Hiking, Writing, Patio Furniture… This is life.

Today a co-worker told me a cliche that I had never heard before.  She said, after a conversation about changing jobs and moving towns, that “you bloom where you’re planted.”  That honestly scared me.  As a high school student, I had constantly worried about remaining in my home town and becoming just another face that melted into the generations of families that never left the county.  I knew, beyond a doubt, that I never wanted to be that.

Fast forward about eight years (whoa I’m old), and here I am.  I am sitting on the deck of my rented townhouse on my new patio furniture and I’m thinking about my life.  I’ve got a lovely home with a great husband, I travel most weekends, and I experience life as best as I can.  However, I am entirely different than what I pictured in high school.  High school me wouldn’t be ashamed, but she would definitely be shocked.  I think I would like to explain to her that sometimes you grow happy where you are and with what you’re doing.  Sometimes you’re doing what you need to for that moment, but tomorrow might be different.

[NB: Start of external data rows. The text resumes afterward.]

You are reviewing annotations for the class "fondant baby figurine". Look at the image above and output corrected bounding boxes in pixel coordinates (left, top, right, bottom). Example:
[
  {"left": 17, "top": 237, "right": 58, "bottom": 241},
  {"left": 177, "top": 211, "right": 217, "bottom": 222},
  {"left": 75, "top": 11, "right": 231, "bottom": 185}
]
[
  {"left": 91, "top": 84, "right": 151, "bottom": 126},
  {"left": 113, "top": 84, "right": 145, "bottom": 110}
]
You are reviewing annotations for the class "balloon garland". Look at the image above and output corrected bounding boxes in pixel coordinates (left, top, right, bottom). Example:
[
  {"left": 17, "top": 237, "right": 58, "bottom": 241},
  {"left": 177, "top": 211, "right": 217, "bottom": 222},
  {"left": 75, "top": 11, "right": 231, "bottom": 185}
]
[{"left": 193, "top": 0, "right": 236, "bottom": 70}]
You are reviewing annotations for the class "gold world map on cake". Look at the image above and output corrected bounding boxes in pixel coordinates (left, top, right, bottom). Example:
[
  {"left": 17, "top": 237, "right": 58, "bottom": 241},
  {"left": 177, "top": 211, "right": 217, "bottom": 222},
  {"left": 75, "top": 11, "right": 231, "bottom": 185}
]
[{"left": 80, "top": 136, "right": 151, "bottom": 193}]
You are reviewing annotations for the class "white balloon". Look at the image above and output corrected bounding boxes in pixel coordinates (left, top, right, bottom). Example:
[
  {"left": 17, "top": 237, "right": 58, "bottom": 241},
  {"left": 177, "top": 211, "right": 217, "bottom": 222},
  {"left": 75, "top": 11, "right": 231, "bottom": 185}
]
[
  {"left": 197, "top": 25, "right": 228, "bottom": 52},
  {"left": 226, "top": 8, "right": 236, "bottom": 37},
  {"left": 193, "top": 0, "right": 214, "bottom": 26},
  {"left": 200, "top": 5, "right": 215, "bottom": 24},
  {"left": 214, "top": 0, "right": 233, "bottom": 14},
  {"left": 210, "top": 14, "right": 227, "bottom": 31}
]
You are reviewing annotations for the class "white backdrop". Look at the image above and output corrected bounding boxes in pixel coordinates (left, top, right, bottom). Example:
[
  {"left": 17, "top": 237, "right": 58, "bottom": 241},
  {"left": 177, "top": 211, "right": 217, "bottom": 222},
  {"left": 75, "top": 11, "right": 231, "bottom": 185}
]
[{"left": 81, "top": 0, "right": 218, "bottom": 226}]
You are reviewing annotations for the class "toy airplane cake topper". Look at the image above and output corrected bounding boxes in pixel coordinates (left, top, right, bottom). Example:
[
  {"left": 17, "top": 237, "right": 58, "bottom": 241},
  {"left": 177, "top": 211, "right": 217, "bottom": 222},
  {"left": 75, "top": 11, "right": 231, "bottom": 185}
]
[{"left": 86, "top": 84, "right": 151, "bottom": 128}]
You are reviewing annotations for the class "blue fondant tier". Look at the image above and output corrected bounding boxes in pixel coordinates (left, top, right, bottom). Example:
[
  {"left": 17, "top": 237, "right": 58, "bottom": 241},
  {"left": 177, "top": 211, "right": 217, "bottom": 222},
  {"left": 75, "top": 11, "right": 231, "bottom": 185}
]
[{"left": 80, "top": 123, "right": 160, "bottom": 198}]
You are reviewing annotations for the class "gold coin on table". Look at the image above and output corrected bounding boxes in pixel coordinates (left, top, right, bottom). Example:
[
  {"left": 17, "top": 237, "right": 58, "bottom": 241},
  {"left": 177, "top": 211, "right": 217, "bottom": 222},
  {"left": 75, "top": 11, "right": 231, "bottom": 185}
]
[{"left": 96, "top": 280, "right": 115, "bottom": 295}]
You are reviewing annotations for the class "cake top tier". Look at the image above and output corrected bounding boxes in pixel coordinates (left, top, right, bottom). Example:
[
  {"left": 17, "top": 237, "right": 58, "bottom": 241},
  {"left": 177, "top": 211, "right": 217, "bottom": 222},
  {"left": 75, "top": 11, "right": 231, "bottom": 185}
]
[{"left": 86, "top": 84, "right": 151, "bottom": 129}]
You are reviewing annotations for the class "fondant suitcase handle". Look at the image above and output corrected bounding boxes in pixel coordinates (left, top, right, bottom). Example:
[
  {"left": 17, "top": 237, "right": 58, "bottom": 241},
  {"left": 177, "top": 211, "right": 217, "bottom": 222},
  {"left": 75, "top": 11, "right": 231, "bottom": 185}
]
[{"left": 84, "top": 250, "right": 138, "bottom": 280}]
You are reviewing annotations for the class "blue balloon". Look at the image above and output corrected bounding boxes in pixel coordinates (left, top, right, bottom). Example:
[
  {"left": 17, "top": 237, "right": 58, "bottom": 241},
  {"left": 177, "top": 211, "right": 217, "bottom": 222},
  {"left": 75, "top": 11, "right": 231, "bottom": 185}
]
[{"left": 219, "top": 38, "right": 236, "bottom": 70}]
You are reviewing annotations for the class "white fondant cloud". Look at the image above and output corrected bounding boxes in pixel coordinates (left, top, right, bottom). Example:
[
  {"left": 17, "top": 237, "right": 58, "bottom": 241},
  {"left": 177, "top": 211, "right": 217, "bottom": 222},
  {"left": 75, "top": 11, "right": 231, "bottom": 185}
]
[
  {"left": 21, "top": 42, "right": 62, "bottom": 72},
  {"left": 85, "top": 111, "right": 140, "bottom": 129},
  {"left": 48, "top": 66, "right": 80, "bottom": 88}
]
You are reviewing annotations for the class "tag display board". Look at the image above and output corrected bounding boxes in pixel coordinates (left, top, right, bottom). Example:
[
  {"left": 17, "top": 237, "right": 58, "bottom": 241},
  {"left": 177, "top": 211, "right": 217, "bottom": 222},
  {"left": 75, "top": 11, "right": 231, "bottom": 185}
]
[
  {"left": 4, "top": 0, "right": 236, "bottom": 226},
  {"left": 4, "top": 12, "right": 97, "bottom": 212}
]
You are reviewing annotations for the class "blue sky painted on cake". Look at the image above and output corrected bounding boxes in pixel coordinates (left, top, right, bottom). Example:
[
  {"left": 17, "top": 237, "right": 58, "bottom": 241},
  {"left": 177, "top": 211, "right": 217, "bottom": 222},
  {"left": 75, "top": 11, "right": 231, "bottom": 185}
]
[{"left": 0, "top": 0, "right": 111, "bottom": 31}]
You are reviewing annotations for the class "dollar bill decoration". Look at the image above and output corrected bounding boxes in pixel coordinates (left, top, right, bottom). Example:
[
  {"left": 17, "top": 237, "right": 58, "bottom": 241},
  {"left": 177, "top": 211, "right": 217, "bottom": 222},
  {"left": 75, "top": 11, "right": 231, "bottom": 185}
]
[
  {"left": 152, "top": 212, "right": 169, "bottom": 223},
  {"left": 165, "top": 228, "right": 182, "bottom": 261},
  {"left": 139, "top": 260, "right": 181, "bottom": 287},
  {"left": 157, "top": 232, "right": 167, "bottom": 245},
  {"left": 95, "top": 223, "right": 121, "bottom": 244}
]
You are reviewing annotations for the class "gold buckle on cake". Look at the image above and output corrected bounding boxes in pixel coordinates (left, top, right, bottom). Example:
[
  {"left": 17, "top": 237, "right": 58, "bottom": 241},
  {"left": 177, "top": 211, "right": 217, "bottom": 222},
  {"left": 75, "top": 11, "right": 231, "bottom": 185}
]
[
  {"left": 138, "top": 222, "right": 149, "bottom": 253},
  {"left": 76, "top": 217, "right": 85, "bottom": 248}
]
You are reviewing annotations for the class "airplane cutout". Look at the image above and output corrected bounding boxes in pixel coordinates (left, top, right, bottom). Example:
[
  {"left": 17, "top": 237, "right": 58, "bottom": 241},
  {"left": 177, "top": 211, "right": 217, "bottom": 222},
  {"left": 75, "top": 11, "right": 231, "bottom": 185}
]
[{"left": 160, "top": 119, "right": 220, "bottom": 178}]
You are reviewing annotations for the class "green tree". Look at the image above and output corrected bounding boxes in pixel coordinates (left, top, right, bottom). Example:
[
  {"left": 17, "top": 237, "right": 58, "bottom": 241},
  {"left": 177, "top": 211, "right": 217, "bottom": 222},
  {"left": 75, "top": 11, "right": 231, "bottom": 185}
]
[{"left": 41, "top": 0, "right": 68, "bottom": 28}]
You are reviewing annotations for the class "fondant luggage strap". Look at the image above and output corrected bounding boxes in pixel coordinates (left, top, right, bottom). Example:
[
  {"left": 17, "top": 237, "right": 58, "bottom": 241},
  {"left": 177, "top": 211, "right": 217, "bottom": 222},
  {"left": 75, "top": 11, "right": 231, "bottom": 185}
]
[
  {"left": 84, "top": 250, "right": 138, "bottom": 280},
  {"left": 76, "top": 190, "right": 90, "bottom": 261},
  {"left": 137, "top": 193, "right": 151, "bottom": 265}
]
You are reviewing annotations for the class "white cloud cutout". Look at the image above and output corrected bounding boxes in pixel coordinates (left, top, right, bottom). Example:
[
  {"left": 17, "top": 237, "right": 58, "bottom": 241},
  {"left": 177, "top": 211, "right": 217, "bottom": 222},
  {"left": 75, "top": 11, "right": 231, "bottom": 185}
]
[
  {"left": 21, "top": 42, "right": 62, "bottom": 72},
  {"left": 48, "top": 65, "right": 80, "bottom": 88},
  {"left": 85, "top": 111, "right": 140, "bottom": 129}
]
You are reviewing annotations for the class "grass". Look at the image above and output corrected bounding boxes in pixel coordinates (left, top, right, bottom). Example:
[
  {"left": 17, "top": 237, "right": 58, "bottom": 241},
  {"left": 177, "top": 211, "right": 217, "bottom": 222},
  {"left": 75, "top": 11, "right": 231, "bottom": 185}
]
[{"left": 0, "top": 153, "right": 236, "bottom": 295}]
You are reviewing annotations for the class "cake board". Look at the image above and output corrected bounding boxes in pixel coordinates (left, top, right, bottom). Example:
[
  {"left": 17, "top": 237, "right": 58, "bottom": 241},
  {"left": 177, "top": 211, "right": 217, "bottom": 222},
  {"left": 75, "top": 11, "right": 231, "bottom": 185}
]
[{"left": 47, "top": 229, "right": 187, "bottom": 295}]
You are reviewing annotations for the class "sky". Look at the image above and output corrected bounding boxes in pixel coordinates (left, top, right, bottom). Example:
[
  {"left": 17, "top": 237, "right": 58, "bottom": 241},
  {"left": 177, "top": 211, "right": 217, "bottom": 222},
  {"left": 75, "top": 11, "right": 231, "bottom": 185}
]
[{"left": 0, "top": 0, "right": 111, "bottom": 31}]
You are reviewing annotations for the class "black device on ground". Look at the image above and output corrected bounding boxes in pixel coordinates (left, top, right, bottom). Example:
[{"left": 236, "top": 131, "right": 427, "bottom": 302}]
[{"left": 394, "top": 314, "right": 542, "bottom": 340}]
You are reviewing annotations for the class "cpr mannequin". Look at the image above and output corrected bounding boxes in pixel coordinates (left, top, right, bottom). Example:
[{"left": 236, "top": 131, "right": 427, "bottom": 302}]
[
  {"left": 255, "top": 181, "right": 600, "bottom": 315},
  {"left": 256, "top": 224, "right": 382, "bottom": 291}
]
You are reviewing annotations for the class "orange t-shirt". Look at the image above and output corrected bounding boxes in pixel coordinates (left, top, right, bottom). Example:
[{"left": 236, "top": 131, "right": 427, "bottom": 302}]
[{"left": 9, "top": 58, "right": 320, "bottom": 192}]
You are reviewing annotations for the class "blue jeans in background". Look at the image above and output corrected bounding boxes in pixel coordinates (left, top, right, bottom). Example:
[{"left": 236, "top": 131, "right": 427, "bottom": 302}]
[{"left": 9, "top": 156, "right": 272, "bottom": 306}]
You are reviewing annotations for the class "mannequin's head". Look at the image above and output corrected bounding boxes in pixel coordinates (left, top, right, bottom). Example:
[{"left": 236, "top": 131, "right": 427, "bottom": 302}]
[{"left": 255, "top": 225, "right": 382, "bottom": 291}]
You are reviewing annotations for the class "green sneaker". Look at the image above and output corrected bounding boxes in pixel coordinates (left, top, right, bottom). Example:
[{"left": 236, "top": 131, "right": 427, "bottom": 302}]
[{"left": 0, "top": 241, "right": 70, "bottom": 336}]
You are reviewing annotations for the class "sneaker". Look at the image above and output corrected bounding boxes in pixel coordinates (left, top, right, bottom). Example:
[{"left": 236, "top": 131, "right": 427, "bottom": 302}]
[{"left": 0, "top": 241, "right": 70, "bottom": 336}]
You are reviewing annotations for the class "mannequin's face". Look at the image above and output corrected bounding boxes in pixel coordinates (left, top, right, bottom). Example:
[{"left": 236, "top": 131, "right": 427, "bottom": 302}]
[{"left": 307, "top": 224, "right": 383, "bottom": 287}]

But, I’m not done.  I’m not planted.  While I’m still in my community where you can leave your front door open for some sun and the biggest excitement of the county is the fair, I haven’t planted myself.  My husband and I still rent and we know that it isn’t rent to own.  We aren’t ready for that.  If our dream city of Seattle comes a-calling, we want to answer her siren song.  We don’t want to be held down.

So, yes… You make the best of where you’re planted.  You’re in the here and you’re in the now, but tomorrow you could be transplanted.  Be ready for a new container, new soil, and new sun.